Although doctorates of this type have been undertaken at the University for some time, Sarosh is the first person to graduate with one in Architecture.
A PhD with a creative practice component recognises a creative arts or design output as a contribution towards advancing knowledge in a particular field. This allowed Sarosh to research and build the multi-award winning Longbush Ecosanctuary Welcome Shelter in Gisborne, as part of his degree.
The shelter embodies his written thesis entitled Perception and Projection: Augmenting the relationship between architecture and landscape in New Zealand tourism.
Sarosh’s interest in architecture, landscape and tourism developed after spending three months as a full time tourist travelling throughout Europe and North America immersing himself in diverse architecture and landscapes.
The experience showed him the importance of spatial environments in defining culture. He also realised that he was by no means alone.
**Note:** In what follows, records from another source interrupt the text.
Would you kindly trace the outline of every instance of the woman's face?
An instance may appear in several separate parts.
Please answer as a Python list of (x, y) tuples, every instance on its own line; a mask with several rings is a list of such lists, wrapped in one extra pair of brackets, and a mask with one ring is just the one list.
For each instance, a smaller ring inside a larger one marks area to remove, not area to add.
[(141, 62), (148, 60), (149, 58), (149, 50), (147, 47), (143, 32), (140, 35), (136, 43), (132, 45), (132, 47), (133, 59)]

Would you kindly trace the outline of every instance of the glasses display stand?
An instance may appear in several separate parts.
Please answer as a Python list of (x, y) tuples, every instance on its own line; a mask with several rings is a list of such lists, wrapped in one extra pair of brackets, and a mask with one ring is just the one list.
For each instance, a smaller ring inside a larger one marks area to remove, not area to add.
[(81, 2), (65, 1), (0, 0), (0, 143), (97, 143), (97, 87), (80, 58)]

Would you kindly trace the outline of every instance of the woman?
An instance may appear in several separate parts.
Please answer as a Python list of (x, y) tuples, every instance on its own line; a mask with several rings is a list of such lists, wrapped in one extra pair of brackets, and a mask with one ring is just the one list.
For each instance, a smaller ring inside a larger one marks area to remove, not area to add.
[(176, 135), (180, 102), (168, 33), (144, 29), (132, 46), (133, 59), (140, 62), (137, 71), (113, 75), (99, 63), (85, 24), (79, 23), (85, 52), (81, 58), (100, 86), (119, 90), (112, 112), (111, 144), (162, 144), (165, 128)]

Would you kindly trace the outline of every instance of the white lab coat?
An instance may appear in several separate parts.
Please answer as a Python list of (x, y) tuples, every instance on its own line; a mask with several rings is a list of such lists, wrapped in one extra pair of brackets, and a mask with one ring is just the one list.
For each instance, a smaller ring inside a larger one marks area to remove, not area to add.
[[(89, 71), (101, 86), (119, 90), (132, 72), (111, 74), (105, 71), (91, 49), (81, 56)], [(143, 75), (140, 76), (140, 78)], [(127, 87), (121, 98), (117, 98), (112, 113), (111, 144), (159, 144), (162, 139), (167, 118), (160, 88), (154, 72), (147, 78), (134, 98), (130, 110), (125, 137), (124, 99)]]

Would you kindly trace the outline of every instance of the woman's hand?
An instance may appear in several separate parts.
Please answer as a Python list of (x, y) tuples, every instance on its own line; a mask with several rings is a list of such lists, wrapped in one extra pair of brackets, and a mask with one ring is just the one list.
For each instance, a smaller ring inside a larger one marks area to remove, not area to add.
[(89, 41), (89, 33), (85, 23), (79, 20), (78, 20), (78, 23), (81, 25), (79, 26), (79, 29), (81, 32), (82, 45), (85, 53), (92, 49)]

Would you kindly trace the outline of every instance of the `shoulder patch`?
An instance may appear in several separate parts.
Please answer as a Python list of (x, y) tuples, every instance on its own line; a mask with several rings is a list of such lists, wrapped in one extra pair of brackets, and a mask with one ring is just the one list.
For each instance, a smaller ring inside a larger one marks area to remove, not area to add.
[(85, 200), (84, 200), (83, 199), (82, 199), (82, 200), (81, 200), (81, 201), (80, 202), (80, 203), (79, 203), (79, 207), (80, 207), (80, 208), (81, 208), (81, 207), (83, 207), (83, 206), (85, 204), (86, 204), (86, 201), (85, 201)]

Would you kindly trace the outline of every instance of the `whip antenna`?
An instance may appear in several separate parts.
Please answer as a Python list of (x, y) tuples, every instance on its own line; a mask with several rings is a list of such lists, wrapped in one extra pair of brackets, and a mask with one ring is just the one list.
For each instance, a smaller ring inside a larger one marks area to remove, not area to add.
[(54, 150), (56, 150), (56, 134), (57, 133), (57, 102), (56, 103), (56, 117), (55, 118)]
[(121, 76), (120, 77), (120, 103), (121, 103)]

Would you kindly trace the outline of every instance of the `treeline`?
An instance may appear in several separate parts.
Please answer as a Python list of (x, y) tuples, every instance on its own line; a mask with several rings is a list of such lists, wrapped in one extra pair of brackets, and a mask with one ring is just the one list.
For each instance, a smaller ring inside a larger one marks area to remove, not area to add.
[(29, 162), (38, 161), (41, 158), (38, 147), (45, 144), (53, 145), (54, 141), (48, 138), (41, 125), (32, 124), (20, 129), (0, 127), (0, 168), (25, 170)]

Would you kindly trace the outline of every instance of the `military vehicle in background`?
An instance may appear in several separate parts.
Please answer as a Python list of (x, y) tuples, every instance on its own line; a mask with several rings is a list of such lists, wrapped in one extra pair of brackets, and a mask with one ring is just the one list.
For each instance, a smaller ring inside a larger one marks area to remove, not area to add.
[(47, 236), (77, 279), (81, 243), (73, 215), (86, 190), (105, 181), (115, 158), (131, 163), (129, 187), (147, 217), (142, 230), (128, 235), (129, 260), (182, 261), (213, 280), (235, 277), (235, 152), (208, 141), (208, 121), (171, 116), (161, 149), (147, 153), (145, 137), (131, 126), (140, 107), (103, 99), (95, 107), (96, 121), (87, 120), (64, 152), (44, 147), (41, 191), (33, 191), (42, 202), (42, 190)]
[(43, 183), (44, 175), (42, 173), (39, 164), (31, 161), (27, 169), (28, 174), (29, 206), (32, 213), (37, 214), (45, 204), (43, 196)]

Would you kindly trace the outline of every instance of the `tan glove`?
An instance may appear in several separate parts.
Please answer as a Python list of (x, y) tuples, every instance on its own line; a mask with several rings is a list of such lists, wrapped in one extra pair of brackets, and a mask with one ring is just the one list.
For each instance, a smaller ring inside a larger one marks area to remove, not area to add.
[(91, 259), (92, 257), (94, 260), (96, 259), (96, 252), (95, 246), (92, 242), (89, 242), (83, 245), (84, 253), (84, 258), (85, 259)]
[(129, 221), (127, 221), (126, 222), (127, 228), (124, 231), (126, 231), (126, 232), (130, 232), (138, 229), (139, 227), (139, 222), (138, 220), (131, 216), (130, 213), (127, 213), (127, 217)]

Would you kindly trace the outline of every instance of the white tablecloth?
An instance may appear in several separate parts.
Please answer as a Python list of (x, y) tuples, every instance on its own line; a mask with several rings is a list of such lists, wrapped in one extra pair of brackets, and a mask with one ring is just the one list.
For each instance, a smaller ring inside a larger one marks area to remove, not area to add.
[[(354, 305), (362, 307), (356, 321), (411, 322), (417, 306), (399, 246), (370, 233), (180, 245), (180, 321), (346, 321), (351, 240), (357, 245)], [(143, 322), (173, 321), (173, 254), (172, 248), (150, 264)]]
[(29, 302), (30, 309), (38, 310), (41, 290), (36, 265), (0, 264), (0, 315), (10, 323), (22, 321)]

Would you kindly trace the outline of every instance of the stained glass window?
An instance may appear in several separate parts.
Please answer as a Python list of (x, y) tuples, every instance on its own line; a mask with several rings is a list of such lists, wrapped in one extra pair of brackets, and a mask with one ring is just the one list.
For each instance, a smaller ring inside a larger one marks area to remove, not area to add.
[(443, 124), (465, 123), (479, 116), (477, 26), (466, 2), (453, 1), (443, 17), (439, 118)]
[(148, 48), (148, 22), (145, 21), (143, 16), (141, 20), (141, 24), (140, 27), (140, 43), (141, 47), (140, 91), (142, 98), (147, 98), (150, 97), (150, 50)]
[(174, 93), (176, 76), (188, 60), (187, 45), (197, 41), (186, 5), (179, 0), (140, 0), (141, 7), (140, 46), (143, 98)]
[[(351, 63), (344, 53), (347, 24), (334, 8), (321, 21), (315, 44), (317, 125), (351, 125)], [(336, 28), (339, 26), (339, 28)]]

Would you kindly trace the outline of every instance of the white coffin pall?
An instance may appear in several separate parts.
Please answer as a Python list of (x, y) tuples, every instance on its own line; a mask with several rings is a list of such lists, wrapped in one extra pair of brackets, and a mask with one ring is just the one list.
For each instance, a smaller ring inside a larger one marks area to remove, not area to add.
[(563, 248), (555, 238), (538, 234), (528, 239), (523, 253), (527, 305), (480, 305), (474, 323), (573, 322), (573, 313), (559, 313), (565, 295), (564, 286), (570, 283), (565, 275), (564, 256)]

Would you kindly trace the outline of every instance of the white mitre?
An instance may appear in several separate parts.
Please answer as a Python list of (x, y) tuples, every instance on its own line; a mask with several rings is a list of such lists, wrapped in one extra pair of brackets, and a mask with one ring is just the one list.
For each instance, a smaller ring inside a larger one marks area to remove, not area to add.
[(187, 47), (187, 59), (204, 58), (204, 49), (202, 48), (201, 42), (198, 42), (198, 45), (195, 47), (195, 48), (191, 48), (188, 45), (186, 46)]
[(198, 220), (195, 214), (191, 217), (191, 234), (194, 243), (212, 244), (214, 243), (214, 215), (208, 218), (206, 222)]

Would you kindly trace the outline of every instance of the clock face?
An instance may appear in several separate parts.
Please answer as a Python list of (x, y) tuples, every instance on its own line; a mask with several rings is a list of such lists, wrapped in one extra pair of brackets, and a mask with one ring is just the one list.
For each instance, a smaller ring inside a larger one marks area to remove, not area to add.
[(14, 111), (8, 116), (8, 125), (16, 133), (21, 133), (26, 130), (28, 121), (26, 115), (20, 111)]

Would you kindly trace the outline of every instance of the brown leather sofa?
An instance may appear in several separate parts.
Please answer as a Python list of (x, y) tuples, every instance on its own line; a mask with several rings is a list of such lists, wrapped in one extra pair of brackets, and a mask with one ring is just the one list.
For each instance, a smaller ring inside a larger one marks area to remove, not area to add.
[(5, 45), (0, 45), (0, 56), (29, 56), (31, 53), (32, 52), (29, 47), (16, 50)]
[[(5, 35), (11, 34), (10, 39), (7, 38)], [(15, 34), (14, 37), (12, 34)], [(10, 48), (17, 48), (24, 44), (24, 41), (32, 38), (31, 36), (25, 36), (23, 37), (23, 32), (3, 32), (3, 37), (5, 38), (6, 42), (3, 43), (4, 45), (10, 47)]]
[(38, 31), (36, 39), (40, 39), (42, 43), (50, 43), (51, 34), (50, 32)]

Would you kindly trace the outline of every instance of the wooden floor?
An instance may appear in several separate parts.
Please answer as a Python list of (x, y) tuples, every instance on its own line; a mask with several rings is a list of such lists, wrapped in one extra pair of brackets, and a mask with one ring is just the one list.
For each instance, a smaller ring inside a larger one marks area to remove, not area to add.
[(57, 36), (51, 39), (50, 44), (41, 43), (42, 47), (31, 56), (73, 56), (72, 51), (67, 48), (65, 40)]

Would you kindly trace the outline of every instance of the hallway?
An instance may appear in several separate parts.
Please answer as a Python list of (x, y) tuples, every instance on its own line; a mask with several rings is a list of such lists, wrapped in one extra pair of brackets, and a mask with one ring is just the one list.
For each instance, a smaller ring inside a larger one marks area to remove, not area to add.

“I was traversing an enormous global infrastructure the likes of which civilisation had not previously known. All of us who travel and seek difference are part of this cultural practice of tourism. It became evident that my interest in architecture and its role in cultural phenomena, like tourism, was of particular importance in the New Zealand context,” he says.
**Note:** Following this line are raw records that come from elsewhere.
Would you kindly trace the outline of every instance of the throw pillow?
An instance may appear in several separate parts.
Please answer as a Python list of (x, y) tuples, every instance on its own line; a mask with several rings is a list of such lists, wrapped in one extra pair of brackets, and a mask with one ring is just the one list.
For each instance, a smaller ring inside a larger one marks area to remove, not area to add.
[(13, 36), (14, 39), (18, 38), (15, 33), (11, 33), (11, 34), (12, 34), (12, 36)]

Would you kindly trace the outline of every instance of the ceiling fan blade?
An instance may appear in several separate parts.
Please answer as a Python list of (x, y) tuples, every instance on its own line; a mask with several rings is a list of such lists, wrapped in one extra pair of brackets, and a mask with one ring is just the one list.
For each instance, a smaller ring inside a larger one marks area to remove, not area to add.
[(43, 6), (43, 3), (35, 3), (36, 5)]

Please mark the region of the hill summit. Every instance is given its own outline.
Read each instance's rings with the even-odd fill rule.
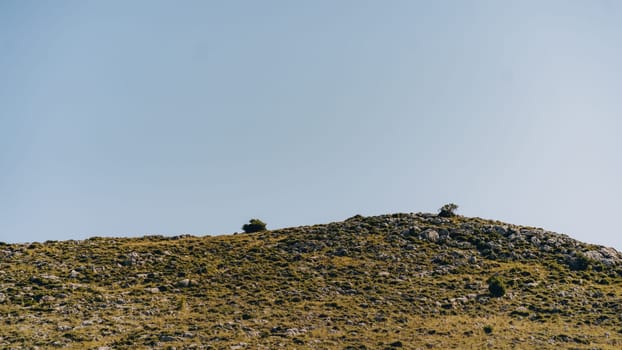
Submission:
[[[622,348],[622,254],[398,213],[0,245],[7,349]]]

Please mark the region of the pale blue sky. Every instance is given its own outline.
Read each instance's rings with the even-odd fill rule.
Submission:
[[[622,248],[618,1],[1,1],[0,241],[459,213]]]

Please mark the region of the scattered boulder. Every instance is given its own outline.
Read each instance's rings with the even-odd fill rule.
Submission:
[[[430,242],[438,242],[440,235],[435,230],[428,229],[421,233],[421,239],[425,239]]]

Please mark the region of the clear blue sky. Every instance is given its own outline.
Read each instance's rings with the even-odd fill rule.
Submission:
[[[618,1],[1,1],[0,240],[459,213],[622,248]]]

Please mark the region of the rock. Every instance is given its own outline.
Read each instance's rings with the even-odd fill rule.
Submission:
[[[44,296],[42,296],[42,297],[41,297],[41,299],[40,299],[40,301],[41,301],[41,302],[44,302],[44,303],[49,303],[49,302],[52,302],[52,301],[54,301],[54,300],[56,300],[56,298],[54,298],[54,297],[53,297],[53,296],[51,296],[51,295],[44,295]]]
[[[175,337],[170,336],[170,335],[163,334],[163,335],[160,336],[160,341],[171,342],[171,341],[175,341],[175,340],[177,340],[177,339],[175,339]]]
[[[434,230],[425,230],[421,233],[421,238],[430,242],[438,242],[440,235]]]
[[[178,286],[178,287],[186,288],[186,287],[188,287],[189,285],[190,285],[190,280],[189,280],[189,279],[187,279],[187,278],[186,278],[186,279],[183,279],[183,280],[181,280],[181,281],[179,281],[179,282],[177,282],[177,286]]]
[[[191,280],[188,278],[185,278],[177,282],[177,287],[180,287],[180,288],[188,288],[188,287],[195,286],[195,285],[197,285],[197,281]]]

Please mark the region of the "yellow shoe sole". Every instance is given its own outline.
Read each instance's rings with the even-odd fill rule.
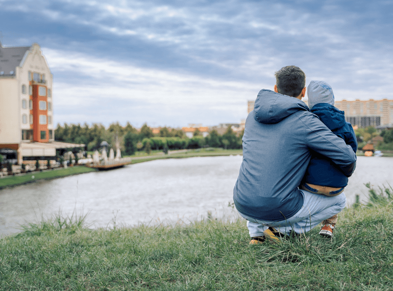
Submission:
[[[275,229],[273,229],[274,230]],[[270,228],[268,228],[263,232],[263,234],[265,235],[265,237],[267,239],[274,243],[275,244],[280,244],[281,243],[281,240],[280,237],[276,235],[274,233],[270,230]]]

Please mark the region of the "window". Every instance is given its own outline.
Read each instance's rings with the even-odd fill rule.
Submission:
[[[40,110],[46,110],[46,101],[40,101],[39,104],[39,108]]]
[[[46,88],[42,86],[40,86],[38,89],[38,95],[40,96],[46,96]]]
[[[40,124],[46,124],[46,115],[40,115]]]
[[[38,73],[33,73],[33,80],[34,81],[34,82],[39,82],[41,80],[41,78],[40,78],[40,74]]]
[[[33,140],[33,130],[32,129],[22,129],[22,140]]]

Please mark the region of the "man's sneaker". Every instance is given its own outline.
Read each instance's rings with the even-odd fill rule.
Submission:
[[[266,238],[264,236],[255,236],[251,238],[251,240],[250,241],[250,245],[259,245],[262,244],[266,240]]]
[[[281,238],[286,238],[287,235],[280,232],[274,227],[269,227],[263,232],[265,237],[273,243],[279,244],[281,241]]]
[[[331,237],[333,236],[333,230],[334,229],[334,226],[330,224],[325,224],[322,226],[321,229],[320,234],[325,237]]]

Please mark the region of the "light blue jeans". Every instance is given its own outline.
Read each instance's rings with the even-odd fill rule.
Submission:
[[[286,234],[289,234],[291,230],[298,234],[310,231],[322,221],[340,212],[345,208],[347,203],[347,198],[343,192],[337,196],[329,197],[305,190],[300,190],[300,192],[304,198],[303,206],[293,216],[286,220],[259,220],[240,213],[247,220],[250,236],[263,236],[263,231],[269,226]]]

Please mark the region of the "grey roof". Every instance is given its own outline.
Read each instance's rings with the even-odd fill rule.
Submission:
[[[15,75],[24,54],[31,46],[4,47],[0,43],[0,77]],[[2,72],[4,72],[2,74]]]

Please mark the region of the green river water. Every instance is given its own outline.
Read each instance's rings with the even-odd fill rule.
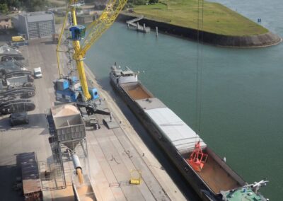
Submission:
[[[283,36],[283,5],[279,0],[218,1],[255,21],[262,18],[264,26]],[[220,156],[226,156],[233,170],[248,183],[267,178],[270,182],[261,188],[262,194],[271,200],[282,200],[283,45],[216,47],[161,33],[156,38],[154,33],[137,33],[115,23],[88,52],[86,62],[111,93],[108,74],[114,62],[139,71],[146,87],[194,130],[200,123],[201,137]],[[127,117],[134,119],[120,98],[115,99]],[[196,109],[197,99],[200,110]],[[131,121],[145,133],[137,121]],[[145,134],[143,139],[172,176],[179,178],[178,183],[180,176],[148,137]],[[191,196],[185,183],[180,185]]]

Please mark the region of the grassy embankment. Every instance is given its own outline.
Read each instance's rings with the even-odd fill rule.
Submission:
[[[197,0],[161,0],[152,5],[137,6],[134,12],[148,18],[169,24],[197,29],[197,16],[202,19],[202,1],[199,9]],[[266,33],[268,30],[244,16],[217,4],[204,1],[203,28],[209,33],[233,35],[255,35]],[[200,12],[200,13],[199,13]]]

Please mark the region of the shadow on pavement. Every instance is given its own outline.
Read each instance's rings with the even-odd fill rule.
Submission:
[[[49,134],[45,114],[28,114],[29,124],[19,125],[13,127],[11,127],[10,125],[9,116],[10,115],[5,115],[0,120],[0,132],[43,128],[43,131],[41,130],[40,131],[39,130],[40,134]]]

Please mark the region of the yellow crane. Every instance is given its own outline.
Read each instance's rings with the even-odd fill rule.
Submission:
[[[127,0],[110,0],[100,17],[89,24],[86,28],[83,25],[78,25],[76,21],[76,8],[81,5],[80,3],[81,1],[78,0],[69,0],[67,3],[66,16],[61,33],[59,36],[58,45],[57,47],[58,72],[59,77],[62,78],[62,73],[60,67],[59,52],[62,51],[60,50],[60,45],[68,16],[70,13],[72,19],[72,25],[69,30],[71,32],[71,40],[73,40],[73,47],[74,50],[72,57],[76,62],[79,80],[86,100],[91,99],[83,67],[83,59],[86,57],[86,54],[93,43],[114,23],[119,13],[126,4],[127,1]],[[85,36],[86,32],[87,35]],[[83,38],[84,40],[81,40]]]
“I asked myself, how are tourism and architecture related in New Zealand? The key to this question I felt was at the intersection of context and culture in New Zealand: the landscape.”
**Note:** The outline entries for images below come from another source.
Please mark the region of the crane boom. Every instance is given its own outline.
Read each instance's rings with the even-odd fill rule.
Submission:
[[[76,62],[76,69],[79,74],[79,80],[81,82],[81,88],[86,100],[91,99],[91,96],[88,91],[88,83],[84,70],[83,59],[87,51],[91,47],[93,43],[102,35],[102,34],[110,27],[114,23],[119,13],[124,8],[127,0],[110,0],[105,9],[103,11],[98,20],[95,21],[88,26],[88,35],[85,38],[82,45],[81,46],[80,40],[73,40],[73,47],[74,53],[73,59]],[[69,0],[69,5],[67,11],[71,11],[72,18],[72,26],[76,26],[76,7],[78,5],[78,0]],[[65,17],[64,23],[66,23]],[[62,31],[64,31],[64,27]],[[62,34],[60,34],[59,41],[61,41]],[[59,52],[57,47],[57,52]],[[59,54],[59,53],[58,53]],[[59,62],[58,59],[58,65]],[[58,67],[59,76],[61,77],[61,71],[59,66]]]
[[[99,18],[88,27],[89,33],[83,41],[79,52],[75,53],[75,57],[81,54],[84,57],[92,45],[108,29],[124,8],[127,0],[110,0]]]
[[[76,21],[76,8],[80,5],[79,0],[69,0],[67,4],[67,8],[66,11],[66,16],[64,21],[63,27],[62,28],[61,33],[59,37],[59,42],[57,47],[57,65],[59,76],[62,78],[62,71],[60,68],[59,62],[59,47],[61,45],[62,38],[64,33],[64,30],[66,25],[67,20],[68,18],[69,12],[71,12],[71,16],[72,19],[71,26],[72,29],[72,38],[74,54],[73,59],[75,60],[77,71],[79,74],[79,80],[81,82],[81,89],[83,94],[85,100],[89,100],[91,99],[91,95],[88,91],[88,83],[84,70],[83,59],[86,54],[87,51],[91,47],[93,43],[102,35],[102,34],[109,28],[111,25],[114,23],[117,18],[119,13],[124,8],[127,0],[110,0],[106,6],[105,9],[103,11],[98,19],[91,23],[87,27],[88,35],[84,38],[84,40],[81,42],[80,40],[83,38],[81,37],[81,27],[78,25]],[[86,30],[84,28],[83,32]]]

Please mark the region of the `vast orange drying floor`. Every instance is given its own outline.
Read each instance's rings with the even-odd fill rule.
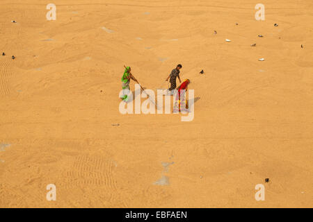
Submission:
[[[0,207],[313,207],[313,3],[257,3],[1,0]],[[193,121],[120,113],[178,63]]]

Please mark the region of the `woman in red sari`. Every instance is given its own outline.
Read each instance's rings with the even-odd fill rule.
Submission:
[[[188,112],[188,101],[186,96],[190,80],[186,79],[177,88],[176,100],[174,103],[173,112]]]

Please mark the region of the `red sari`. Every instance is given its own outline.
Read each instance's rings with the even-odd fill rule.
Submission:
[[[186,92],[188,90],[188,85],[190,80],[185,80],[178,87],[175,103],[174,103],[173,112],[188,112],[188,103],[186,98]]]

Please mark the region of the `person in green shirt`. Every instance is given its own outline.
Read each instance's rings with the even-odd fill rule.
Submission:
[[[123,94],[120,98],[125,102],[128,101],[127,90],[130,90],[130,80],[132,79],[133,80],[138,83],[137,80],[131,74],[131,68],[130,67],[127,67],[125,71],[124,71],[123,76],[122,77],[122,88],[123,89]]]

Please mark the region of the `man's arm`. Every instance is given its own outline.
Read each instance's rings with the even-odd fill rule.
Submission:
[[[170,78],[170,76],[172,76],[173,71],[172,71],[170,74],[170,75],[168,76],[168,77],[166,78],[166,81],[168,80],[168,79]]]
[[[133,80],[134,80],[135,82],[137,82],[137,83],[138,83],[138,81],[137,81],[137,80],[136,79],[136,78],[134,77],[134,76],[131,75],[131,74],[129,74],[129,78],[131,78]]]
[[[179,83],[182,83],[182,81],[180,80],[179,75],[177,76],[178,79],[179,80]]]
The Longbush Ecosanctuary, which is owned by Jeremy and Dame Anne Salmond, had been opened up to visitors, making it an ideal site for Sarosh’s architectural research and building project.
Constructed by 88 volunteers led by Sarosh, the Welcome Shelter is designed as an environmental education and volunteering facility at the ecosanctuary. Built entirely from donated materials, the shelter is the largest volunteer-constructed piece of public architecture in New Zealand.
Sarosh, who now lecturers at the School of Architecture and Planning as well as running his own architectural practice with Aaron Paterson, says a doctorate with a creative practice component was a perfect way of developing both his design and academic practice.